Close to, I could see the damage. His right eye had gone completely under a blue-black mound. The blood from his nose had soaked up the grime and grit of the road where he must've fallen, so that his face looked like a dropped lollipop.

He didn't seem to know he was outside the Soviet Embassy. It's a cream and grey building, which somehow manages to look thickset and heavy-shouldered, as though anxious to conform to its national stereotype. It was the sort of building where a Victorian might have kept his second-best mistress. Now it was bursting with life. Faces appeared at the basement windows behind the security bars, and higher up the building.

'He was playing around with Oscar's chick,' Palli said. He'd obviously decided to try to justify it. 'You gotta hand out a warning now and again.'

I didn't reply. Then I heard him say 'Hey, this could be fun,' and I looked up and saw the door to the embassy, on the side of the building, had opened. Three men were coming down the steps, two of them trying to restrain a third who was shouting and waving his one free arm. Down the road the crowd watched this loud incomprehensible drama.

As he burst free and rushed to the gate, I led Kirillina to him. He put his arm round him lovingly, and coaxed him up the stone steps and into the embassy.

One of the two remaining men pointed at Palli and bellowed a fierce threat. Then they all withdrew and closed the heavy green door behind them.

'Some show, huh?'

'You must be mad. Are you trying to start a war or something?'

He pushed two ringers down into the pocket of his sleeveless denimjacket and pulled out his cigarettes. As he lit one, he said: 'I told you, it wasn't me. But if it was I've got the perfect defence.' He drew on the cigarette and then leaned back on his bike to blow the smoke skywards. 'Yes, sir, that bastard was screwing my wife.'

'Your wife?'

'That's right. Solrun.'

Then I saw what he meant.

'Now leaving out what I know and what you know, on paper she is my wife and that guy - who is reckoned to be a smart-ass diplomat or something - has been taking advantage of her loving disposition. Now she's gone missing and he's got the nerve to come to my apartment looking for her. Shit, man, no one would convict me on that. They'll say I shoulda killed him.'

He pretended to get off his bike to go and find the Russian again, then sat back. He was fire-proof and he knew it.

'Did he really come to your apartment?' Somehow I had to try to salvage some truth from all this.

'That's right. A real foolish thing to do.'

'Why?'

He began to paddle the bike along with his feet. I walked with him. The crowd had almost all gone now, back to their boats and empty bags of bread.

'He said he was looking for Solrun. Friends of Oscar he ran into thought he might know that himself.'

'And did he?'

'Well, he didn't say, matter of fact.' He scrubbed his fingers in the ginger matting of his chest.

He stopped the bike and motioned me nearer with a movement of his head. The jeering triumph left his face.

'Look. After last night, some things I wanna say, okay?'

To him, a beating-up was all in a day's work. He obviously thought I was getting far too excited about it.

'All right. What?'

'I'm sorry I walked out on you. I don't know where you got the name, but yes, sure, Oscar Murphy was my buddy.'

'And he isn't here?'

He kept his hairless face directed towards me and his pale
blue eyes were steady enough. 'I told you that.

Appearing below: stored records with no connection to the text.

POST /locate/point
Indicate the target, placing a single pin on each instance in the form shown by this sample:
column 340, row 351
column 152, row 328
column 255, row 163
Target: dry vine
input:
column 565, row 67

He's working in a muffler shop in Jamaica New-York Jamaica that is, not the one down in the West Indies.'

He saw me glancing back anxiously at the embassy.

'Don't worry about it. They just roughed him up a little. He'll be okay. Sam,' he said, 'I wanted to tell you I was hearing you last night. You talked good sense to me. Better than I've heard for years. I'm going back. I'm going back to Chicago.'

'Great,' I said, and he managed to look quite hurt by the sardonic way I said it. For some reason he wanted my good opinion.

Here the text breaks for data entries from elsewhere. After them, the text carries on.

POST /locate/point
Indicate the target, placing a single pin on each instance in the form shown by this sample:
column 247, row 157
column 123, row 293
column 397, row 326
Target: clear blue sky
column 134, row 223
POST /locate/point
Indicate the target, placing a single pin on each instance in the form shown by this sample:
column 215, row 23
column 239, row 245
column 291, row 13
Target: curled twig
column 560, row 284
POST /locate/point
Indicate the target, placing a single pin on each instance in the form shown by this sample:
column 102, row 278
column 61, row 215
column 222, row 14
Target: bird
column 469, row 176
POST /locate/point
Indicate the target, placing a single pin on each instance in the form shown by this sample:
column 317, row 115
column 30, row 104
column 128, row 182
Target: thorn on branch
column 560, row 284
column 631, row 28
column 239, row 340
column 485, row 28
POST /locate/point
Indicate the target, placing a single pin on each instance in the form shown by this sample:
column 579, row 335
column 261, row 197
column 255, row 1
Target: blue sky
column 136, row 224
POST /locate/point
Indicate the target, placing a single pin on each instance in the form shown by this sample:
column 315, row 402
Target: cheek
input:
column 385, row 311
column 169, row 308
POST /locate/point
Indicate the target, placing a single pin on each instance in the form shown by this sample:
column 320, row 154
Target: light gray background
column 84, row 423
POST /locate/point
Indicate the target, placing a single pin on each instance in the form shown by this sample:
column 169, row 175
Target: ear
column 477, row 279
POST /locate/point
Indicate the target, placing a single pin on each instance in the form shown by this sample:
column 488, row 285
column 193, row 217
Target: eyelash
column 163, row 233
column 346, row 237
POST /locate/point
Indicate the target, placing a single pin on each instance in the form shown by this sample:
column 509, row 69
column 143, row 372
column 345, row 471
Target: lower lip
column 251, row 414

He halted the bike with his feet on the road again and held out his broad hands with their tufty golden hair. Then he turned them over, palms and padded muscles uppermost.

Whoever had beaten up the Russian would've had hands like a slaughterman. Palli's wouldn't have got a second glance at a needlework class. Not only were they unscratched, they were surprisingly clean.